Setelah adik pulang dari Kecamatan, kami bergegas menuju Polsek Gurah, tempat di mana adik kena tilang. Maksudnya mau tanya mekanisme E-Tilang ini seperti apa, ya karena memang untuk denda maksimal yang dibebankan itu lumayan besar jumlahnya, kan. Sayangnya sih petugas yang ada di Polsek kurang paham dengan alur E-Tilang ini. Saya sempat agak emosi juga waktu menanggapi cara komunikasi petugas yang ada di sana.
Memang E-Tilang ini rasanya masih agak ribet pengurusannya, awalnya. Karena setelah dapat surat tilang, STNK kita ditahan sebagai barang bukti, kemudian kita harus membayar denda maksimal ke BRI nominalnya itu tadi satu juta rupiah, setelah itu datang ke polres untuk mengambil barang bukti yang di sita. Nah pada tanggal yang ditentukan, terdakwa harus datang ke Pengadilan Negeri untuk menerima surat putusan mengenai denda yang harus dibayar. Selesai di pengadilan, akan mendapat surat keterangan. Surat inilah nanti yang dibawa ke BRI untuk mengambil uang sisa.
Simpelnya, kita bayar denda maksimal Rp. 1.000.000, lalu ternyata putusan pengadilan menyatakan denda yang dibayar adalah Rp. 50.000. Setelah mendapat surat PN maka kita balik ke BRI untuk ambil uang sisa sebanyak Rp. 950.000. Disitu saya sampaikan, dengan sistem yang kayak gitu kan jadinya kita harus balik-balik ke bank dan kurang efisien.

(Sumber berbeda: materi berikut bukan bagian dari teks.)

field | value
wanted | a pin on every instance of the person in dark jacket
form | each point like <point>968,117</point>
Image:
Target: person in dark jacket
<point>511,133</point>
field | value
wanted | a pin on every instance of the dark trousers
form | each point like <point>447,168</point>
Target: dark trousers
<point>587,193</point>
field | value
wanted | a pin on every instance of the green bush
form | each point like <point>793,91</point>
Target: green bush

Dan jawaban sesebapak itu adalaaaaah "Ya kalau mbak tanya saya kita sama, sama- sama nggak tahu".
"Baru ini loh pak ada aplikasi yang bikin rumit".
Setelah beberapa saat tidak ada pembahasan, saya minta penegasan kalau setelah bayar denda STNK bisa langsung diambil di polres yang lokasinya ada di Pare. Saya dan adik bergegas menuju BRI Gurah untuk melakukan pembayaran. Sayangnya sistem E-Tilang eror, kami juga sempat datang ke 2 Kantor Cabang BRI lainnya namun tetap eror. Baiklah kalau begitu.
Sorenya kami juga sempat datang ke Polres Pare untuk minta penjelasan mengenai sistem E-Tilang. Kami masuk ke bagian Sat Lantas menemui petugas bernama pak Dedy, di sini penjelasan cukup jelas dan mencerahkan. Jadilah pikiran mulai adem ayem.
Esoknya, Jum'at kami kembali mencoba pergi ke BRI yang ada di Pare. Dua BRI tapi jawabannya sama, masih eror. Akhirnya long weekend kemarin, saya gak pergi keluar kota karena motor gak ada STNKnya.
Sampai akhirnya hari ini, sistem E-Tilang sudah bisa. Saya bayar di BRI dan STNK sudah bisa diambil di Polres. Ohya sebelum ke Polres saya juga sempat foto copy terlebih dulu berkasnya, karena untuk pengambilan STNK berkas asli berupa slip biru dan slip pembayaran yang diserahkan. Jadi kita cuma punya foto copy-annya saja untuk pengurusan ke Pengadilan Negeri dan pengambilan uang sisa.
Jum'at, 28 April
Akhirnya hari ini saya pergi ke Pengadilan Negeri untuk mengurus surat dakwaan tilang. Jangan dikira saya tahu semua sudut dan jalan Kediri, salah besar. Bahkan jika tidak ada Maps mungkin saya bakalan kesasar.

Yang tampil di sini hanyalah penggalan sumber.